« En 40 ans de carrière, je n’ai jamais vu ça », introduit Alain André, responsable du service cultures chez Douar Den. « Dans certaines parcelles, les pommes de terre sont littéralement mortes de chaud. » Les plants n’ont, en effet, pas échappé aux effets de la chaleur. Après des plantations réalisées début avril et une tubérisation jugée très satisfaisante, les cultures n’ont quasiment plus reçu d’eau. Elles ont ensuite subi plusieurs mois de fortes températures. Résultat : des tubercules restés de petite taille, inférieurs à 50 mm dans la plupart des variétés, et des rendements en net recul. « On estime une perte globale de 20 à 30 % », lance le technicien. En bio, le rendement brut habituel s’établit autour de 35 t/ha. Cette année, il devrait plutôt se situer entre 20 et 25 t/ha. Les conditions climatiques ont certes limité la pression du mildiou et des pucerons, mais elles ont favorisé d’autres ravageurs, notamment les noctuelles et les taupins. « Chez Douar Den, on va manquer de tonnes », poursuit Alain André. « Nous allons devoir acheter des pommes de terre de consommation dans d’autres régions de France. »
En 40 ans de carrière, je n’ai jamais vu ça
De grandes disparités
En Bretagne, tout le monde n’est pas logé à la même enseigne. Au nord de la RN 65, les producteurs s’en sortent mieux. « Il a fait moins chaud et il y a eu plus d’orages, ce qui a limité la casse », explique Alain André. Le Centre-Bretagne a été davantage touché, mais c’est le Morbihan qui a le plus souffert. « Certains vont perdre 40 à 50 % de rendement. Et sans irrigation, ce qui est le cas pour la majorité de nos producteurs, on peut s’attendre à des résultats encore plus mauvais. »
La date de plantation a également pesé dans le bilan. Les parcelles implantées après le 15 avril ont davantage peiné à se développer. Le choix variétal a, lui aussi, fait la différence. « La Charlotte était catastrophique, tandis que l’Alliance et la Maiwen s’en sont mieux sorties », constate le responsable.

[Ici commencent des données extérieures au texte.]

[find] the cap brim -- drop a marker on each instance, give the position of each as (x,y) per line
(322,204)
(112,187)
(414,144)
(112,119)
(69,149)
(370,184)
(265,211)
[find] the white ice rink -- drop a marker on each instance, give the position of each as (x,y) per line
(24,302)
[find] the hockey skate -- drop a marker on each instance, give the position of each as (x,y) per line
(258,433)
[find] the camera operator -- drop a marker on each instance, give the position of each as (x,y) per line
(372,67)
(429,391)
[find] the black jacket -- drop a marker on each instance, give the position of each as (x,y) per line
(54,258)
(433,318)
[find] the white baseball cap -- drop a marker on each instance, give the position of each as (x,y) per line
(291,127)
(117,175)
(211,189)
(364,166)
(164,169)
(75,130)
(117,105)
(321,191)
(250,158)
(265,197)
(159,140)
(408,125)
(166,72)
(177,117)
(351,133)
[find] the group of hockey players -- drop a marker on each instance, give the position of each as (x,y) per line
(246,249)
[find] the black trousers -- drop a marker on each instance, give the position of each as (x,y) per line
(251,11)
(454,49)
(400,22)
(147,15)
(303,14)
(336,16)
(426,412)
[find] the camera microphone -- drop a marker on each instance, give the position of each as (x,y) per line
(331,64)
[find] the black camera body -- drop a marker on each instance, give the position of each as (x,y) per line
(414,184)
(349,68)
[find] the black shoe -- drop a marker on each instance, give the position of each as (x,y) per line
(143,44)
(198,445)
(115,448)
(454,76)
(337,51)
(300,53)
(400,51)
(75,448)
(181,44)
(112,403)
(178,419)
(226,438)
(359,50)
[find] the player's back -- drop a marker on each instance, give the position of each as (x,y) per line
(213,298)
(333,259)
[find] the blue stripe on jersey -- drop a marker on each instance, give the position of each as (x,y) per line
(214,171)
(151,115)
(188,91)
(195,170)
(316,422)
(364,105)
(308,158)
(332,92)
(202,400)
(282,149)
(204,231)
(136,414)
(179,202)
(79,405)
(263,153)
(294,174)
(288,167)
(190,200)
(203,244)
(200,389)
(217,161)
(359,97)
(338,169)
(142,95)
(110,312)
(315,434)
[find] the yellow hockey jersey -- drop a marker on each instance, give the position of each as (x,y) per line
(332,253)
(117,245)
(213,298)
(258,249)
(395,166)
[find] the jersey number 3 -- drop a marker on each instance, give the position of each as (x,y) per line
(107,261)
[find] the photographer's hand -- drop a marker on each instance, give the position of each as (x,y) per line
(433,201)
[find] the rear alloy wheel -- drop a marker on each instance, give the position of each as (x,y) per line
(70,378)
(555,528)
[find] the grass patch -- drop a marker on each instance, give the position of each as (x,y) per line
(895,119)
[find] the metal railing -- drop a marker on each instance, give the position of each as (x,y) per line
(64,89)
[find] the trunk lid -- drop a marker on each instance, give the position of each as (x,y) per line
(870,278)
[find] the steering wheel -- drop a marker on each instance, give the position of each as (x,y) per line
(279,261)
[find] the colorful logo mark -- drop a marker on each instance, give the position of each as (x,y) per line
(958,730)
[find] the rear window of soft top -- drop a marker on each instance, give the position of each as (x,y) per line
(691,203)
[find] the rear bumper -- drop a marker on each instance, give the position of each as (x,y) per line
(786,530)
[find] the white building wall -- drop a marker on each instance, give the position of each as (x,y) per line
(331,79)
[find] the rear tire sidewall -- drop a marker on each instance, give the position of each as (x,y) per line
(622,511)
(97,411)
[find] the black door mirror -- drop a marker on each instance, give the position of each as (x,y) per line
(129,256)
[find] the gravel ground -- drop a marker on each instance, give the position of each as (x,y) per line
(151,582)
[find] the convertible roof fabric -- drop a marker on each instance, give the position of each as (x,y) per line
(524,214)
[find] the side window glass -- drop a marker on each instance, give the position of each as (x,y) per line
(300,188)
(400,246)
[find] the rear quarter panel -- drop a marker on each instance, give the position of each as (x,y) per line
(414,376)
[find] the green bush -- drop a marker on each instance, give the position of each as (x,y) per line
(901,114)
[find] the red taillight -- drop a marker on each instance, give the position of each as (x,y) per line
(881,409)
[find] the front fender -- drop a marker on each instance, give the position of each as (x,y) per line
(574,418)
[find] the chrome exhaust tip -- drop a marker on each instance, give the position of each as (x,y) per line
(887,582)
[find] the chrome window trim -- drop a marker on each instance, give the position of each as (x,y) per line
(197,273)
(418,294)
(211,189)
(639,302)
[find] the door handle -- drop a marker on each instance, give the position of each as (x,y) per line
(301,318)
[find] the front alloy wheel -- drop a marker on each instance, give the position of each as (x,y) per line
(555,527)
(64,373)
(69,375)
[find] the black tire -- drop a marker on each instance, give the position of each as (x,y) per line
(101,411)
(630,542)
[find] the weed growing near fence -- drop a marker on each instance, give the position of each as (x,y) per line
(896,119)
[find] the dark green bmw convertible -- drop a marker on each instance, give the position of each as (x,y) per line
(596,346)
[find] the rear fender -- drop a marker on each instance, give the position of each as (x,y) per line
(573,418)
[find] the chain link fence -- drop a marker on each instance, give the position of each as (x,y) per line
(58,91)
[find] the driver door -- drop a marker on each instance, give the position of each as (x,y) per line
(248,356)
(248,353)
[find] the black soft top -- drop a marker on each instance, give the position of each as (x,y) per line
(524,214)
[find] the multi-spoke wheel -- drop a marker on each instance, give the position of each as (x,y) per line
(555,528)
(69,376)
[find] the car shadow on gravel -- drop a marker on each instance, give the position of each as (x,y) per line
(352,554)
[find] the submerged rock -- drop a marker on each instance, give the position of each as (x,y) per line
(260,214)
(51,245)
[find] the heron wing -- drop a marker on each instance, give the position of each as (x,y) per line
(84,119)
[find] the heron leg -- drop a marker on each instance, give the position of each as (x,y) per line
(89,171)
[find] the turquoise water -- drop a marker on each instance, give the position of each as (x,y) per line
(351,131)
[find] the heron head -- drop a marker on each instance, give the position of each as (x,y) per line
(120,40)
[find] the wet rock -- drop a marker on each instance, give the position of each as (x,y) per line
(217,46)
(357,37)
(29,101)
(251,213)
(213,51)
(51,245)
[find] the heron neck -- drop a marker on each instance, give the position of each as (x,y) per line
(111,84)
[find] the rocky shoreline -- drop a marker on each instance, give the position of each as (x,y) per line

Une culture qui reste rentable
Malgré cette campagne difficile, la production de plants reste rémunératrice, « même cette année, comparativement aux autres cultures. » Yann Stieger, agriculteur à Carnouët (22), a récolté le 10 septembre le fruit de sa cinquième campagne avec Douar Den, qui propose un prix moyen de 550 €/t départ champ. « On a eu des sueurs froides, comme tout le monde, mais nous devrions tout de même rester dans le positif », souligne-t-il. La production de plants présente en effet l’avantage de ne pas dépendre uniquement du calibre des tubercules. « Contrairement à la pomme de terre destinée à l’industrie, où seules les tonnes comptent, les gros calibres ne représentent qu’un tiers de notre rémunération. » Avec un coût de production total d’environ 9 500 €/ha, Douar Den estime le chiffre d’affaires optimal à 14 000 €/ha. « Certains producteurs vont perdre entre 2 000 et 3 000 €/ha de chiffre d’affaires cette année », note Alain André. La culture reste toutefois intéressante, à la fois économiquement et agronomiquement, notamment dans une rotation en agriculture biologique. « Il est probable que certains agriculteurs obtiennent un résultat faible, mais les situations déficitaires restent très rares avec cette culture », relativise-t-il.
Un système à repenser ?
Au-delà de la campagne de pommes de terre, cette sécheresse interroge la capacité d’adaptation du système agricole breton. « Le modèle agricole breton est basé sur des cultures qui nécessitent beaucoup d’eau », explique Alain André. « Celle-ci est maintenant de plus en plus concentrée en hiver, ce qui provoque des inondations, du ruissellement et de l’érosion. Tout va être remis en cause. » La Bretagne dispose par ailleurs de peu de nappes phréatiques importantes. Dans ce contexte, la question du stockage de l’eau hivernale revient sur le devant de la scène, notamment à travers le débat sur les retenues collinaires.